Sofdağı yaylası yıllardan beri köylüler tarafından ve azda olsa yaz aylarında piknik yapmak için şehirden giden insanlarca kullanılmaktadır. Baharın başlangıcıyla beraber koyun ve keçi sürülerini önüne almış, çadırını battaniyesini atının terkisine yerleştirmiş çıngırak sesleri arasında yaylalara doğru yol alan bir topluluk görürseniz bilin ki onlar Sofalıcı köylüleridir. Köylüler bahar aylarında sıcaklık tenlerine değer değmez köyden yaylaya yol alırlar. Sonbaharın o kasvetli havaları bastırdığında ise köye dönüş hazırlıkları başlar. Yıllardan beri bu böyle sürüp gitmektedir. Yaylada köylüler tarafından sulu tarım yapılmakta, sebze ve meyve yetiştirilmektedir. Yaz aylarında yaylayı ziyaret edenler, yoğurt, süt, yumurta gibi gıda maddeleri; domates, salatalık, fasulye gibi sebze ve çeşitli meyveleri yayladan temin edebilirler. Yaylada alt yapı mevcut olmayıp, elektrik bulunmaktadır. Su doğal pınarlardan veya garaf adı verilen geniş su kuyularından su motoruyla çekilerek sağlanmaktadır. Suyu son derece yumuşak(kireçsiz) ve soğuktur.
Hızır Yaylası:
İklimin verdiği özellikle her mevsim yeşillikler içinde bulunan Hızır Yaylası, İslahiye ilçesi Altınüzüm beldesinin . batısında Amanos Dağlarının tepesinde bulunmakta ve yeşilin her tonunun görülebileceği ve gökyüzünün mavisiyle kucaklaştığı bir yaylalar topluluğudur. Yayla tahminen deniz seviyesinden 1300-. yüksekliktedir.15.12.1994 tarih ve 94/6345 sayılı Bakanlar Kurulu kararıyla Turizm Merkezi ilan edilmiştir.Yaylada elektrik, telefon gibi altyapı hizmetleri bulunmamasına rağmen yolu asfalttır. Ulaşım İslahiye-Altınüzüm yolu ile olduğu gibi Osmaniye’den de stabilize bir yol ile sağlanmaktadır.

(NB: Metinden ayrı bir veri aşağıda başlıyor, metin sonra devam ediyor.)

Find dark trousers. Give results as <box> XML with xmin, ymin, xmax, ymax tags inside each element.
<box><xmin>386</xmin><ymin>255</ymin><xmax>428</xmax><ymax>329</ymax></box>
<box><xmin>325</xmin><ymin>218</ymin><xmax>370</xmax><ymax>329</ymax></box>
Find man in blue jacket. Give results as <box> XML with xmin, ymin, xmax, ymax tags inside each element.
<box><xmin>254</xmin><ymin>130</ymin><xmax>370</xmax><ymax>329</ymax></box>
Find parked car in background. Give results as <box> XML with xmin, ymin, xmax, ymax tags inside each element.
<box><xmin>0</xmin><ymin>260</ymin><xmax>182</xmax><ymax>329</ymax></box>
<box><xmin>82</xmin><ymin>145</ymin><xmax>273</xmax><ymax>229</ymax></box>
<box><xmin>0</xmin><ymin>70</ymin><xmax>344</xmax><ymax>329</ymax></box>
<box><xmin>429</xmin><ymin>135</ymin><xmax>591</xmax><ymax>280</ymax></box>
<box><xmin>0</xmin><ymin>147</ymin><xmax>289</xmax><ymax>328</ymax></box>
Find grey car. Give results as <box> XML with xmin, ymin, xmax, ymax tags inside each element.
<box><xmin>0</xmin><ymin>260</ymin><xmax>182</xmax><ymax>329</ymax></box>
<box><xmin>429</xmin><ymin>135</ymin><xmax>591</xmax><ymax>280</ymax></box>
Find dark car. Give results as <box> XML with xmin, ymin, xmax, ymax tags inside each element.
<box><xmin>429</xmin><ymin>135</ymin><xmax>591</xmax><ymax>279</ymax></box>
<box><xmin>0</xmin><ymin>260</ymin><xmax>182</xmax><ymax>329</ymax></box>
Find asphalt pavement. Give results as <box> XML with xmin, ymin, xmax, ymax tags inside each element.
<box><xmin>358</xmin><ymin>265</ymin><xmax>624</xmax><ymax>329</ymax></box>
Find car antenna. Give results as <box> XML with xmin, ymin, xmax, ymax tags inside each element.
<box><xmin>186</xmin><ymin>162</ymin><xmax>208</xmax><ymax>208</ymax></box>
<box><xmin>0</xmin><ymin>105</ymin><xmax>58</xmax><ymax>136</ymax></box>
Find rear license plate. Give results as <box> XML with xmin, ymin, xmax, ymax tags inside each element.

Hızır Yaylası, rengârenk kır çiçekleri, ilkbaharda dağ laleleri, büyüleyici güzellikte manzaraları yanında buz gibi suları, pırıl pırıl güneşi ve bol oksijenli tertemiz havası ile insanların doğayla baş başa, kuş sesleri ve su şırıltıları arasında sağlıklı yaşam için doğa yürüyüşü, doğayı tanıma ve inceleme gezileri, kamp ve piknik, vb. aktivitelerin yapılabileceği tabiatın insan eliyle bozulmadan öylece kaldığı, doğasıyla insanı büyüleyen ideal bir yerdir. Yayla’da gaz lambası ışığında yenen akşam yemeği ve akabinde yapılan sohbetler insanları bambaşka duygularla baş başa bırakmaktadır. Yaylada çok geniş bir tabana yayılan çam, sedir, köknar, çınar, kızılağaç, ardıç ve meyve ağaçları mevcuttur. Kaynak sularının ve kar sularının oluşturduğu dereler ve bu derelerin suladığı alanlarda yetişen sebze, meyve, tarla ve süs bitkileri vb. ürünler bol miktarda bulunmaktadır.
Hızır Yaylasında, günübirlik olarak veya uzun süreli tarım amacıyla yaylaya çıkan köylülerin kaldıkları doğal malzemeden yapılan barakalarda konaklama yapıla bilinir.